By focusing infrared light onto the tip of an Atomic Force Microscope, the researchers were able to observe what are called “Luttinger-liquid” plasmons in metallic single-walled nanotubes. A Luttinger-liquid is the theory that describes the flow of electrons through one-dimensional objects, such as a single-walled nanotube (SWNT), much as the Fermi-liquid theory describes the flow of electrons through most two- and three-dimensional metals.
“It is amazing that a plasmon in an individual nanotube, a 1-D object barely a single nanometer in diameter, can even be observed at all,” says Feng Wang, a condensed matter physicist with Berkeley Lab’s Materials Sciences Division who led this work. “Our use of scattering-type scanning near-field optical microscopy (s-SNOM) is enabling us to study Luttinger-liquid physics and explore novel plasmonic devices with extraordinary sub-wavelength confinement, almost 100 million times smaller in volume than that of free-space photons. What we’re observing could hold great promise for novel plasmonic and nanophotonic devices over a broad frequency range, including telecom wavelengths.”

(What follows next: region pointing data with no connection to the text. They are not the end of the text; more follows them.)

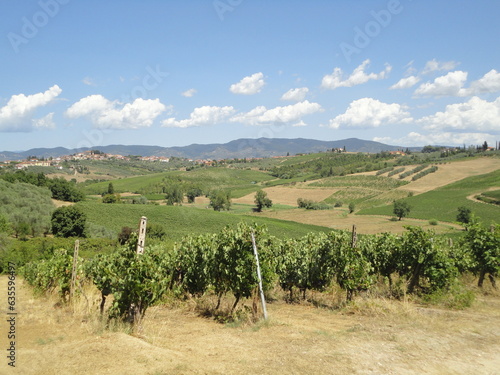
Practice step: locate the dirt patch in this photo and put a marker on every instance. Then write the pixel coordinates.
(58, 203)
(289, 195)
(372, 337)
(452, 172)
(366, 224)
(473, 198)
(446, 174)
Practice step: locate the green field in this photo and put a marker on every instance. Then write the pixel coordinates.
(240, 182)
(441, 204)
(180, 220)
(363, 191)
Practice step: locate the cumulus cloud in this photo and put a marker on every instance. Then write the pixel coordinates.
(368, 112)
(295, 95)
(249, 85)
(201, 116)
(189, 93)
(88, 81)
(17, 114)
(436, 66)
(450, 84)
(46, 122)
(115, 115)
(357, 77)
(282, 115)
(439, 138)
(475, 114)
(489, 83)
(405, 83)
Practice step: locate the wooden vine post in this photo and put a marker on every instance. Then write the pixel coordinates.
(141, 238)
(73, 270)
(259, 277)
(354, 237)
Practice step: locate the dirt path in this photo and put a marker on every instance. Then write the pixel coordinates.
(366, 224)
(373, 337)
(472, 197)
(446, 174)
(289, 195)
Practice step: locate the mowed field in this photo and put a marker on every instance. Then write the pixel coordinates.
(373, 336)
(448, 173)
(289, 195)
(372, 224)
(373, 196)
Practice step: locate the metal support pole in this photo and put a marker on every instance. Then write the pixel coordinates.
(261, 290)
(73, 270)
(141, 238)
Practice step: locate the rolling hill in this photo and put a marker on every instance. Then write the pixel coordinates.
(240, 148)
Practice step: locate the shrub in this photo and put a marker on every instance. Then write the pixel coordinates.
(69, 221)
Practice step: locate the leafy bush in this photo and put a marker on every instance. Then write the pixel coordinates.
(312, 205)
(425, 172)
(69, 221)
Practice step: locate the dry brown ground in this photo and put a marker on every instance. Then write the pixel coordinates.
(289, 195)
(373, 337)
(58, 203)
(366, 224)
(448, 173)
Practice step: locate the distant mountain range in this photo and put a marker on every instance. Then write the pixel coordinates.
(240, 148)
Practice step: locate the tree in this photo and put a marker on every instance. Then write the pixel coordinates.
(484, 246)
(464, 215)
(192, 193)
(261, 200)
(124, 235)
(173, 194)
(220, 200)
(111, 198)
(64, 190)
(401, 209)
(69, 221)
(4, 224)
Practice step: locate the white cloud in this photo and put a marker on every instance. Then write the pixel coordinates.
(282, 115)
(450, 84)
(88, 81)
(299, 124)
(368, 112)
(115, 115)
(488, 83)
(189, 93)
(405, 83)
(249, 85)
(476, 114)
(17, 114)
(357, 77)
(436, 66)
(46, 122)
(296, 95)
(201, 116)
(439, 138)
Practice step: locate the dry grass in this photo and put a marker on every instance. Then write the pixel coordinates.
(289, 195)
(340, 219)
(373, 335)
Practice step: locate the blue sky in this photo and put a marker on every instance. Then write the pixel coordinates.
(79, 73)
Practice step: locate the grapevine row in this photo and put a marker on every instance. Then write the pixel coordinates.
(223, 263)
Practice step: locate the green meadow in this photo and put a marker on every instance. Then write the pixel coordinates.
(442, 203)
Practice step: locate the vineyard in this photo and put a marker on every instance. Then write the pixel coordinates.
(223, 264)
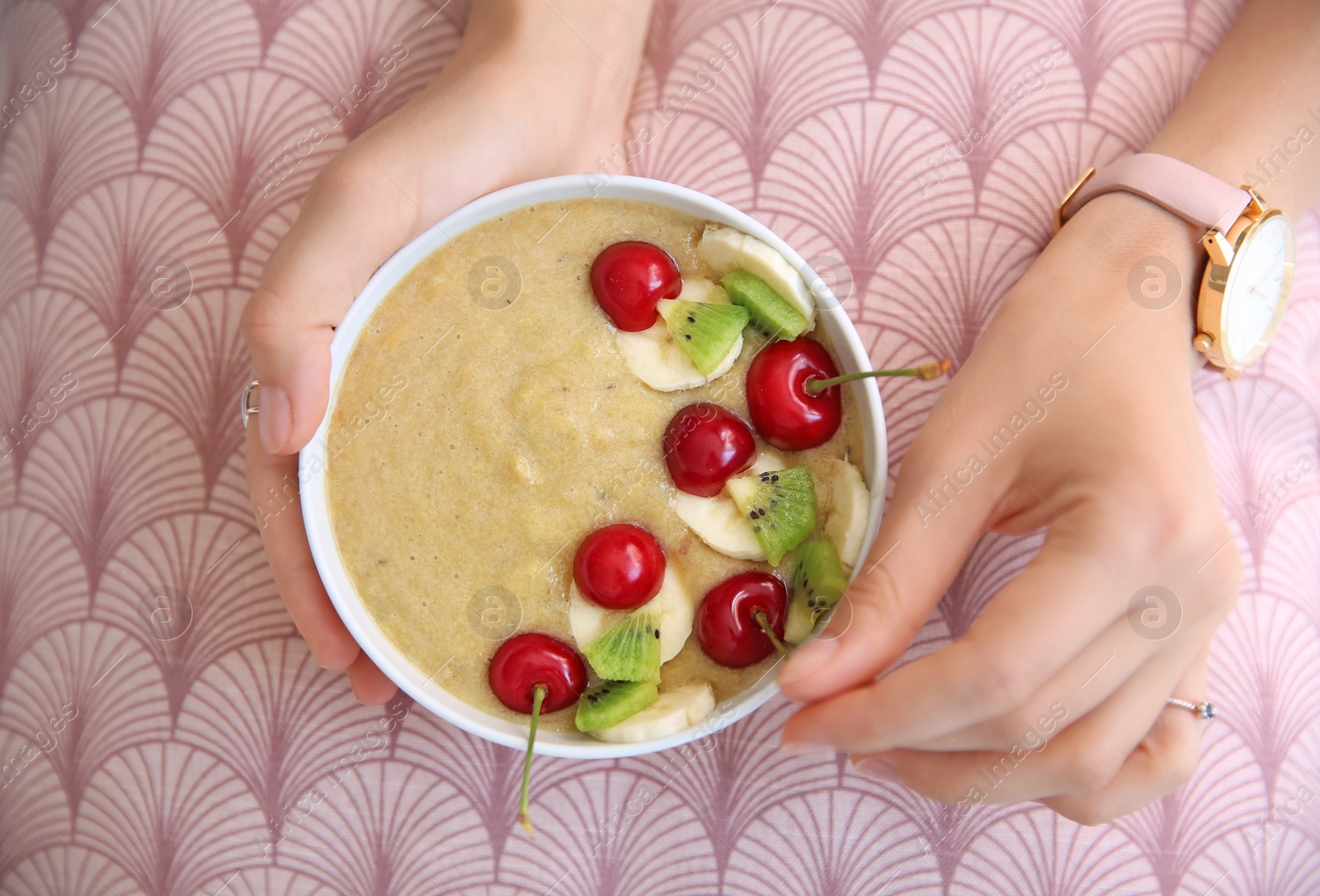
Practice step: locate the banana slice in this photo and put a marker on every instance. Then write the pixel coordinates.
(725, 248)
(675, 711)
(699, 290)
(848, 510)
(719, 521)
(672, 603)
(662, 363)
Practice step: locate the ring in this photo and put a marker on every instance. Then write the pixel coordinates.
(1205, 710)
(246, 408)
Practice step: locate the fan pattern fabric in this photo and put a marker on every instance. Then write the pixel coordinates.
(910, 148)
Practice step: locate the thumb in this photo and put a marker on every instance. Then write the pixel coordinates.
(937, 513)
(353, 219)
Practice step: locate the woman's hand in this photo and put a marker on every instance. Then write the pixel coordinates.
(530, 92)
(1075, 412)
(1077, 408)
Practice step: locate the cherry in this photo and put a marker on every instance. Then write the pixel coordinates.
(780, 407)
(535, 673)
(630, 277)
(742, 619)
(620, 566)
(704, 446)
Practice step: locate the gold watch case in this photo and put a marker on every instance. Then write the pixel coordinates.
(1224, 248)
(1212, 319)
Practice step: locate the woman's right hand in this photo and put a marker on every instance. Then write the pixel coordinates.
(530, 92)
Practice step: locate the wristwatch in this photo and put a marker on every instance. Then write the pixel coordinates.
(1252, 250)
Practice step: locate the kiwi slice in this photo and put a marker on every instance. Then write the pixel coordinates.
(769, 310)
(780, 504)
(706, 332)
(611, 702)
(816, 585)
(630, 649)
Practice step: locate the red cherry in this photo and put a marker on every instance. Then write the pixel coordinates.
(630, 277)
(704, 446)
(527, 662)
(726, 619)
(535, 673)
(620, 566)
(782, 409)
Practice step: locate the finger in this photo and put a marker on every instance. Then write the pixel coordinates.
(928, 530)
(1082, 684)
(1165, 761)
(274, 488)
(1082, 759)
(370, 684)
(1023, 639)
(356, 215)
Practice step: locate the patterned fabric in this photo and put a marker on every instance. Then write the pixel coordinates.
(152, 154)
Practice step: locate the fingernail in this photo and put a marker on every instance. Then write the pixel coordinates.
(807, 660)
(274, 417)
(877, 768)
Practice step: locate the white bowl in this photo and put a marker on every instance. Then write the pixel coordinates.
(312, 475)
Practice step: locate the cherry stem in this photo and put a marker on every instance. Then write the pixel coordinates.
(927, 371)
(763, 620)
(523, 810)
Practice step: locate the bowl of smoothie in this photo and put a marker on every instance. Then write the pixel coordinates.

Wang, who also holds appointments with the University California (UC) Berkeley Physics Department and the Kavli Energy NanoScience Institute (Kavli-ENSI), is the corresponding author of a paper in Nature Photonics that describes this research. The paper is titled “Observation of a Luttinger-liquid plasmon in metallic single-walled carbon nanotubes.” The co-lead authors are Zhiwen Shi and Xiaoping Hong, both members of Wang’s UC Berkeley research group. Other co-authors are Hans Bechtel, Bo Zeng, Michael Martin, Kenji Watanabe, Takashi Taniguchi and Yuen-Ron Shen.
Despite the enormous potential of plasmons for the integration of nanoscale photonics and electronics, the development of nanophotonic circuits based on classical plasmons has been significantly hampered by the difficulty in achieving broadband plasmonic waveguides that simultaneously exhibit strong spatial confinement, a high quality factor and low dispersion. The observations of Wang and his colleagues demonstrate that Luttinger-liquid plasmon of 1-D conduction electrons in SWNTs behaves much differently from classical plasmons.
“Luttinger-liquid plasmons in SWNTs propagate at semi-quantized velocities that are independent of carrier concentration or excitation wavelength, and simultaneously exhibit extraordinary spatial confinement, a high quality factor and low dispersion,” says co-lead author Shi. “Usually, to be manipulated efficiently with a photonic device, the light wavelength is required to be smaller than the device. By concentrating photon energy at deep sub-wavelength scales, Luttinger-liquid plasmons in SWNTs effectively reduce the light wavelength. This should allow for the miniaturization of photonic devices down to the nanometer scale.”
Wang, Shi, Hong and their colleagues observed Luttinger-liquid plasmons using the s-SNOM setup at ALS Beamline 5.4.1. Metallic SWNTs with diameters ranging from 1.2 to 1.7 nanometers were grown, purified and then deposited on a boron nitride substrate. Single wavelength infrared light was focused onto the tip of an Atomic Force Microscope to excite and detect a plasmon wave along an SWNT.
“Our direct observation of Luttinger-liquid plasmons opens up exciting new opportunities,” Wang says. “For example, we’re now exploring these plasmons in telecom wavelengths, the most widely used in photonics and integrated optics. We’re also learning how the properties of these plasmons might be manipulated through electrostatic gating, mechanical strain and external magnetic fields.”